The amount being lent by banks hit a peak of £575 billion back in 2008 but continuously fell for many years after that. Lending levels went up by £4.3 billion in the first five months of this year, indicating a year on year rise according to the economic group.
This only represents a growth of 0.25% however.
“With the economy growing at a steady pace and business investment set to rise at an annual average of 6.5% over the next three years, the forecast suggests that the days of lending contraction are in the past,” said the group.
The group is predicting that mortgage lending will go up by 3.8%, on average, each year from now until 2019. This is still a slower rate than before the economic crisis but represents more than double the rate that it was at between 2010 and 2014.

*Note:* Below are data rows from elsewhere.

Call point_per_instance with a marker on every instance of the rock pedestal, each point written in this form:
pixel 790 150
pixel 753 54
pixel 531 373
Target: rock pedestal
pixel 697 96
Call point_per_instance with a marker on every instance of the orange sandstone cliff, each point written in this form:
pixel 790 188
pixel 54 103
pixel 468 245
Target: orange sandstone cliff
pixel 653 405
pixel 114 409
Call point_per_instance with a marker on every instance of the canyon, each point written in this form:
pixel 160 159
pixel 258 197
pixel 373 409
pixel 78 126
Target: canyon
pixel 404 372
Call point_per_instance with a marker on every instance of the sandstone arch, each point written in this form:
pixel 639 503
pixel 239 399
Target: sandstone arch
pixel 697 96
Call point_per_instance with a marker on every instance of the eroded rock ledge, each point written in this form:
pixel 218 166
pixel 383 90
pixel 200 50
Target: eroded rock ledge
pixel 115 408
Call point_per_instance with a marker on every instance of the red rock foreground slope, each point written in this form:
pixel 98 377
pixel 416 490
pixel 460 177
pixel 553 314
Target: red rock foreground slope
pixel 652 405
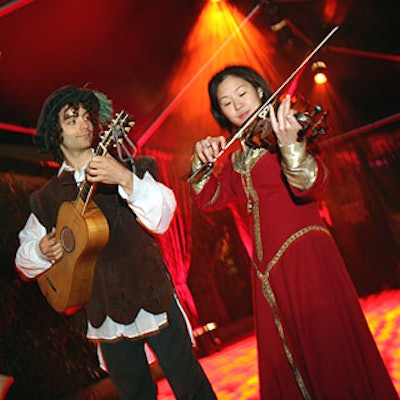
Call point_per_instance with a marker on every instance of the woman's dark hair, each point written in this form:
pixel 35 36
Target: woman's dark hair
pixel 248 74
pixel 47 138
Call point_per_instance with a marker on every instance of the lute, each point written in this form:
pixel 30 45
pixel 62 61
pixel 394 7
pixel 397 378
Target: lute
pixel 83 232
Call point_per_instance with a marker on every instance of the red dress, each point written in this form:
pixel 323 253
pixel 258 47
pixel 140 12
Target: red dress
pixel 313 339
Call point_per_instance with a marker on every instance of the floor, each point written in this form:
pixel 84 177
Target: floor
pixel 233 370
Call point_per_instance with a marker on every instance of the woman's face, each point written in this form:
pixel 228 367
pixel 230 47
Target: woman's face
pixel 238 99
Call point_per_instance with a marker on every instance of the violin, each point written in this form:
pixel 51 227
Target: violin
pixel 257 129
pixel 312 120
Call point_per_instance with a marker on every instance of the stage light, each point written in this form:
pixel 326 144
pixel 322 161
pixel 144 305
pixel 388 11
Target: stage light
pixel 319 70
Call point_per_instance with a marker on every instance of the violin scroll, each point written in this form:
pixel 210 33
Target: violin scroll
pixel 312 121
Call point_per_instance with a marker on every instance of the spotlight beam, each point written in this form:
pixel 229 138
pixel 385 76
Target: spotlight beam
pixel 13 5
pixel 168 109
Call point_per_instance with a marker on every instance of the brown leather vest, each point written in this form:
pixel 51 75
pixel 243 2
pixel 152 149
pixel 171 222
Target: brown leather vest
pixel 130 272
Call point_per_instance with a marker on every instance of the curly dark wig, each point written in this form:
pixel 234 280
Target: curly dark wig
pixel 48 138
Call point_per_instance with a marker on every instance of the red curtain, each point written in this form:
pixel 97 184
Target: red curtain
pixel 176 243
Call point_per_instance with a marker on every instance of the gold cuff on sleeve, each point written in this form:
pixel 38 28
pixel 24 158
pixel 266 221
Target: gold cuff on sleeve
pixel 199 183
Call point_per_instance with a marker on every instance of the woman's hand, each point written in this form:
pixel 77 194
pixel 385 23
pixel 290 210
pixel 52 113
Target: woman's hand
pixel 208 149
pixel 284 122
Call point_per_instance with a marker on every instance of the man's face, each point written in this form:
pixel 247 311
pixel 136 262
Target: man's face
pixel 76 129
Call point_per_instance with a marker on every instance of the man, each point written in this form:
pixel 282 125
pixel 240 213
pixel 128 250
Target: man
pixel 133 299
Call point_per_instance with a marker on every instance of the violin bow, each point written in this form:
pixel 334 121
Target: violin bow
pixel 261 112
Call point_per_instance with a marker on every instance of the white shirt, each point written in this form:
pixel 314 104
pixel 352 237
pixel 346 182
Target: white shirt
pixel 154 205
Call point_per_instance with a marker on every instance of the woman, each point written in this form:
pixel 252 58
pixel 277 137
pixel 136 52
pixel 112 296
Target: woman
pixel 313 340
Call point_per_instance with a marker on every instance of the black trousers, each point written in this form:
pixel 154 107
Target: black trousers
pixel 129 369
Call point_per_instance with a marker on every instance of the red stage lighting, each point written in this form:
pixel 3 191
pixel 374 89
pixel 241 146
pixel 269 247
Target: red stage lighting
pixel 319 70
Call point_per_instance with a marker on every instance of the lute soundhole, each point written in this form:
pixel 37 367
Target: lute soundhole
pixel 67 239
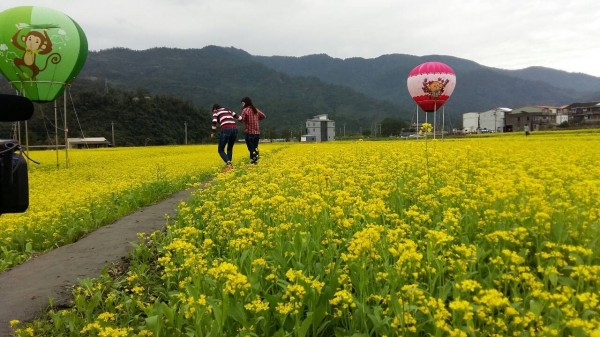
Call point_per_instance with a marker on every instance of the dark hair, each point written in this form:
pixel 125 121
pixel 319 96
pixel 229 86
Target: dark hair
pixel 248 102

Senior economic advisor to the EY Item Club, stated:
“With homeowners set for the sixth year running of historically low borrowing costs, the demand for mortgages should continue to grow healthily, albeit at a far from spectacular pace.
“But while a low interest rate environment is good news for consumers, the prospect of a further year of squeezed interest margins is not what the banks were hoping for.”
EY UK head of banking and capitals market, Omar Ali, said:
“Consumer credit finally turned the corner in 2014, and now business lending will hopefully follow suit.”
“The rising demand from businesses for new loans is good news for the banks, but the June drop in net lending shows how vulnerable they are to bigger businesses, with access to alternative sources of finance such as bonds, paying off overdrafts in preparation for rising interest rates.”